The climate related science readily available to the general public has been backed and peer-reviewed by the world’s top climate scientists. This research is a major part of what constitutes the Intergovernmental Panel on Climate Change (IPCC) reports, which are updated every six years. In 1999, climate scientist Stephen Schneider wrote Science as a Contact Sport: Inside the Battle to Save the Earth’s Climate. As an integral member of the IPCC, he explains that “the IPCC’s purpose is to provide a comprehensive and objective assessment of scientific, technical and socio-economic information that could lead to a better understanding of human-induced climate change, its potential impacts, and the options for adaptation and mitigation.” The IPCC reports are the product of thousands of scientists from around the world who serve as volunteer authors, contributors or reviewers.

The IPCC’s reports set forth conclusions about the causes and effects of climate change as well as the costs and benefits of solving the problem. These reports are intended to assist policymakers worldwide make informed decisions and develop effective strategies to reduce greenhouse gas emissions and control climate change related issues. The IPCC redoes its assessments every six years (the most recent was released September 2013) since new data and improved theory allows scientists to update their prior assumptions and increase their confidence in the conclusions.

As a historical climate scientist, Schneider provides clear, peer-reviewed evidence for things that ‘should keep us awake at night’. It has been said that it is far better to plan for things such as climate change related sea level rise as a ‘no regret strategy’ than to plan for nothing at all.
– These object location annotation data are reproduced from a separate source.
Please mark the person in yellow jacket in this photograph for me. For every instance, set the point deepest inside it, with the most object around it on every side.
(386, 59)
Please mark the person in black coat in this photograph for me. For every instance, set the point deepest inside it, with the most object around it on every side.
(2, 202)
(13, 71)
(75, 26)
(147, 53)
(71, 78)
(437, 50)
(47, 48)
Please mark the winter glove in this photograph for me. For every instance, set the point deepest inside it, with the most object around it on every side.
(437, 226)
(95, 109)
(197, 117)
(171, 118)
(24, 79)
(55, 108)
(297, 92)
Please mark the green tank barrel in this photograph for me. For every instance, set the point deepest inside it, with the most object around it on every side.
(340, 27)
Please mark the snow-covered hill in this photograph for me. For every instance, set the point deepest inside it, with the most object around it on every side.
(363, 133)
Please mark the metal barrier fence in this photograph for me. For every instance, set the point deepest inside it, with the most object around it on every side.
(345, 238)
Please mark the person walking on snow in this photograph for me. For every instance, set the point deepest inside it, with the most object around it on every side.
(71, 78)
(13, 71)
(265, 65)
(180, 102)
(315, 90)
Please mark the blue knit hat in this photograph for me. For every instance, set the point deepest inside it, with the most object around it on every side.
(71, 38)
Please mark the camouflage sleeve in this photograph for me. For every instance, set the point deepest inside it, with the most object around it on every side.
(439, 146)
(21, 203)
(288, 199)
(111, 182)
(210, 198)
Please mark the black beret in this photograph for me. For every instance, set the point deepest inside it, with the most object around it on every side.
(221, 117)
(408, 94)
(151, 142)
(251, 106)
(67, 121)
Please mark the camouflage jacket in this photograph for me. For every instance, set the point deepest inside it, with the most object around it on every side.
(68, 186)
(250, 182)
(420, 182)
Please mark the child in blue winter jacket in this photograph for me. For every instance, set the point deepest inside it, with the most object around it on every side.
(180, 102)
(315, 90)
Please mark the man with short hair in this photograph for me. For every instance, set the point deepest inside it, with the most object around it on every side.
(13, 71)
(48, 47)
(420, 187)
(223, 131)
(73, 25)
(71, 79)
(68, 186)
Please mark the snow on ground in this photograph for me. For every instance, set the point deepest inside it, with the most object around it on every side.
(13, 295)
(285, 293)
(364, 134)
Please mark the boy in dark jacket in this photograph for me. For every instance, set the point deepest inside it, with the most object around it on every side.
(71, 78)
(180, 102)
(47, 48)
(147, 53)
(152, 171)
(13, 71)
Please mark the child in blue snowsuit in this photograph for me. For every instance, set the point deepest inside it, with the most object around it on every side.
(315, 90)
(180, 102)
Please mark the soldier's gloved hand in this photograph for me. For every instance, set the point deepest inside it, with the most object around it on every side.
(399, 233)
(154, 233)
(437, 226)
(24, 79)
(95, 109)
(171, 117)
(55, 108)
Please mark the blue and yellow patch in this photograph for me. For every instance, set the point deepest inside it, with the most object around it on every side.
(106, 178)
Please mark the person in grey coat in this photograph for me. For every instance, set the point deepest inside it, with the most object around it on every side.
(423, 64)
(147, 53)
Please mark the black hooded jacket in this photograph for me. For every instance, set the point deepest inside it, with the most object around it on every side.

At the top of Schneider’s consequences of worse case scenarios, human life would be vulnerable in many ways.

Cities on river deltas or close to coastlines, particularly in Asia, would suffer because of rising sea levels and intensifying tropical cyclones, potentially creating hundreds of millions of environmental refugees and consequent political instability. The extent to which environmental refugees would create a military security problem is controversial, but a group of retired high-ranking US senior military officers, when asked to examine the role of climate change as a security threat, called it a “threat multiplier.” They meant that climate doesn’t by itself create stressed human conditions but that climate change can be the final straw that breaks the already stressed systems and thus multiplies the threats. (p. 198)

“Ninety-seven percent of climate scientists agree that climate-warming trends over the past century are very likely due to human activities and most of the leading scientific organizations worldwide have issued public statements endorsing this position.” (http://climate.nasa.gov/scientific-consensus) Despite this, climate scientists have struggled with climate skeptics, contrarians, deniers and a disengaged public for over three decades.
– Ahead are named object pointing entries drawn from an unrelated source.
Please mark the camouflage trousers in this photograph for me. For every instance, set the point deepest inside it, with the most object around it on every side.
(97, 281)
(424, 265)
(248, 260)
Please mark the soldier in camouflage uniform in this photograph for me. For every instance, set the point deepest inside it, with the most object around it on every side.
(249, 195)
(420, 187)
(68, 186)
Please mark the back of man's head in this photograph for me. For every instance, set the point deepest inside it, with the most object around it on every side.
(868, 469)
Climate change deniers seem to be ubiquitous and well represented in the popular media. Examples of techniques used to distract the public or discredit mainstream climate scientists include support of special interests that heavily block the transition to renewable energy by spreading doubt, supporting powerful anti-climate science lobbyists and public information campaigns that portray climate change mitigation options as unfair economic burdens.